Flash is not a one way street, meaning the movie must not always play, loop or reload. A movie can wait for you to do something (mouseover, click, rollover, hover etc) before it loads the rest of the movie.

A simple example of this is the 8 larger buttons "flash portal, games, audio portaletc." at the top of the page you listed, which are flash (you can tell by the WIDTH="486" HEIGHT="92" that it is one large flash object embedded into page)

A more complex example is a website I built, the entire navigational componant is flash, notice the vehicle color changes when you hover over the navigational buttons but do nothing until that event. 
http://www.silverarrowcars.com

The most copmplex is my business partners and my website, he is a flash guru, and I am a flash groupie (learning allot from him) Basically our whole site is flash, embedded into html. Site show you how good flash is, if used correctly.
http://www.2advanced.com

Gif's with mouseover effects can mimick this, but they arent as "pretty" although they can look very close. We built one a while back, he wanted flash, dhtml, javascripting and gifs (strictly cost)
http://www.greersystems.com

As you can see, DHTML, Javascript and other forms can also mimick flash, but again, cant duplicate it.

If you want images to load faster, make them smaller. Flash compresses the movie you make, making it load faster.
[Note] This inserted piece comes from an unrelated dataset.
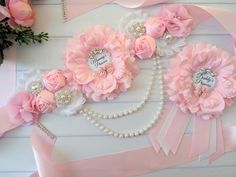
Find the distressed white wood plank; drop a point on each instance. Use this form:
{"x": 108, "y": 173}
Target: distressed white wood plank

Flash can preload the movie, showing a preloader while the movie loads to the clients browser. You can have images preload too but they cant be large, or the browser will appear to freeze, or will look very distorted while image wait to load.

There are two steps to creating rollovers (preloading images)

- Paste the first into the HEAD of your HTML document
- Add the last code into the BODY of your HTML document

Copy this code into the HEAD of your HTML document (replacing image1, image1over ...etc with you actual image location and the http location of your webpage the image should link to)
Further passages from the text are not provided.